Command lines to the first terminal connection (DfAnalyzer):
cd applications/dfanalyzer
./start-dfanalyzer.sh
Command lines to the second terminal connection (CSE application):
cd applications/systems_of_equations_ex2
./run.sh
Application files are stored in directory applications/prototype_multiphysics_application
divided in three folders each one specific for one execution type, are they: baseline
and dfa
. It's necessary to install conda and them execute the following commands.
cd applications/prototype_multiphysics_application
conda create -n prototype_multiphysics_application -c conda-forge fenics
source activate prototype_multiphysics_application
make init
Important note: In our Docker image, it is not necessary to install the dependencies above.
Then, the prototype multiphysics application application can be executed using DfAnalyzer.
In this case, two terminal connections have to be initialized. In the first terminal connection, we will initialize DfAnalyzer RESTful services by running the script start-dfanalyzer.sh
at applications/dfanalyzer
. After that, we start the CSE application by executing the command line make run-dfa
at applications/prototype_multiphysics_application
.
Command lines to the first terminal connection (DfAnalyzer):
cd applications/dfanalyzer
./start-dfanalyzer.sh
Command lines to the second terminal connection (CSE application):
cd applications/prototype_multiphysics_application
source activate prototype_multiphysics_application
make run-dfa
The MIT License (MIT)
Copyright (c) 2019 Federal University of Rio de Janeiro (UFRJ).
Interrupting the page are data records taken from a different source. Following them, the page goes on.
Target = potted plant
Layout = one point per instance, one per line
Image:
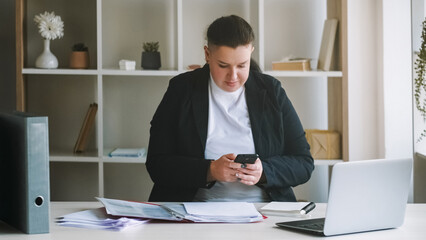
(151, 56)
(420, 81)
(79, 58)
Permission is hereby granted, free of charge, to any person obtaining a copy of this software and associated documentation files (the "Software"), to deal in the Software without restriction, including without limitation the rights to use, copy, modify, merge, publish, distribute, sublicense, and/or sell copies of the Software, and to permit persons to whom the Software is furnished to do so, subject to the following conditions:
The above copyright notice and this permission notice shall be included in all copies or substantial portions of the Software.
THE SOFTWARE IS PROVIDED "AS IS", WITHOUT WARRANTY OF ANY KIND, EXPRESS OR IMPLIED, INCLUDING BUT NOT LIMITED TO THE WARRANTIES OF MERCHANTABILITY, FITNESS FOR A PARTICULAR PURPOSE AND NONINFRINGEMENT. IN NO EVENT SHALL THE AUTHORS OR COPYRIGHT HOLDERS BE LIABLE FOR ANY CLAIM, DAMAGES OR OTHER LIABILITY, WHETHER IN AN ACTION OF CONTRACT, TORT OR OTHERWISE, ARISING FROM, OUT OF OR IN CONNECTION WITH THE SOFTWARE OR THE USE OR OTHER DEALINGS IN THE SOFTWARE.